Redefinir el Derecho Administrativo

Las condiciones políticas y económicas de la época actual requiere una adaptación del Derecho administrativo. Los viejos conceptos de servicio público, legalidad y responsabilidad han de enriquecerse con los principios de transparencia, neutralidad y eficacia.

Como dijera Huber, el Derecho Administrativo es el más político de los derechos, salvando al propio Derecho Político. O, en palabras de Prosper Weil, se podría decir, si estas palabras tuvieran significado, que es un derecho político y no un derecho jurídico.

El Derecho Administrativo es el instrumento a través del cual, el Estado, o más exactamente la Administración, se hace presente en la Sociedad y a través del cual —en un Estado democrático— la sociedad controla la actuación del Estado. Esto, al menos, reza la teoría.

De aquí que la evolución de los aspectos político-económicos tenga una notable incidencia en la mutación de los principios del Derecho Administrativo.
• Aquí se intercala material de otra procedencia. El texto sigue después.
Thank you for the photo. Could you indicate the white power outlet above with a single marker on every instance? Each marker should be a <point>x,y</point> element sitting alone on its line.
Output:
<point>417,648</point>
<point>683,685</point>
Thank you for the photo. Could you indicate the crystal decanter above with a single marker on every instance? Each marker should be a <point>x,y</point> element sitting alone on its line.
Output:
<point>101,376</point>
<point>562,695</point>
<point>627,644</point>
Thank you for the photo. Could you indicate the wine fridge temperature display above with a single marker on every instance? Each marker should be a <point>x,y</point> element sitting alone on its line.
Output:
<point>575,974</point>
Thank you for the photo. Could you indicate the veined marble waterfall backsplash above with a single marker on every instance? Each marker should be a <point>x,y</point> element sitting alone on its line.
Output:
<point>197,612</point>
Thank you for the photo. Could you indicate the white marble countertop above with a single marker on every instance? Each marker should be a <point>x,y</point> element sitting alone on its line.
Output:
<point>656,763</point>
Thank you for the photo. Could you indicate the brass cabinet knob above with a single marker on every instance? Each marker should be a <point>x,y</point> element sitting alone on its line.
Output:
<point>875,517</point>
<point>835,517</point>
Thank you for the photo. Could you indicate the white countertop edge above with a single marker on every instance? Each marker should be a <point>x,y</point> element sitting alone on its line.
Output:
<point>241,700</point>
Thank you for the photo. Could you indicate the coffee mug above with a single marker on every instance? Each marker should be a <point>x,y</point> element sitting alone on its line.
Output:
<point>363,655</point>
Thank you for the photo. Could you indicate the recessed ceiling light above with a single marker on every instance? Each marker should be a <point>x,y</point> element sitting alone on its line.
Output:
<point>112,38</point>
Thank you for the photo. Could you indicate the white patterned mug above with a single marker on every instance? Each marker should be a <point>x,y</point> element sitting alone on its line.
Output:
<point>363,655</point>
Las transformaciones político-económicas de los últimos años, no se han visto acompañadas por la necesaria modificación del Derecho Administrativo. Una vez más, como dijera Ihering, el derecho camina jadeante persiguiendo a la realidad; o, en más poética expresión de Goethe, grises son las teorías, verde el árbol de la vida.

Las transformaciones político-económicas de los últimos años, no se han visto acompañadas por la necesaria modificación del Derecho Administrativo.

No debe el jurista, sin embargo, resignarse al ineludible destino y, como escribe Juan Iglesias, en su recientísima obra Miniaturas Histórico-Jurídicas, es preciso que al aspecto quijotesco que supone la conceptualización, acompañe siempre un Sancho Panza que aporte su impronta de realismo.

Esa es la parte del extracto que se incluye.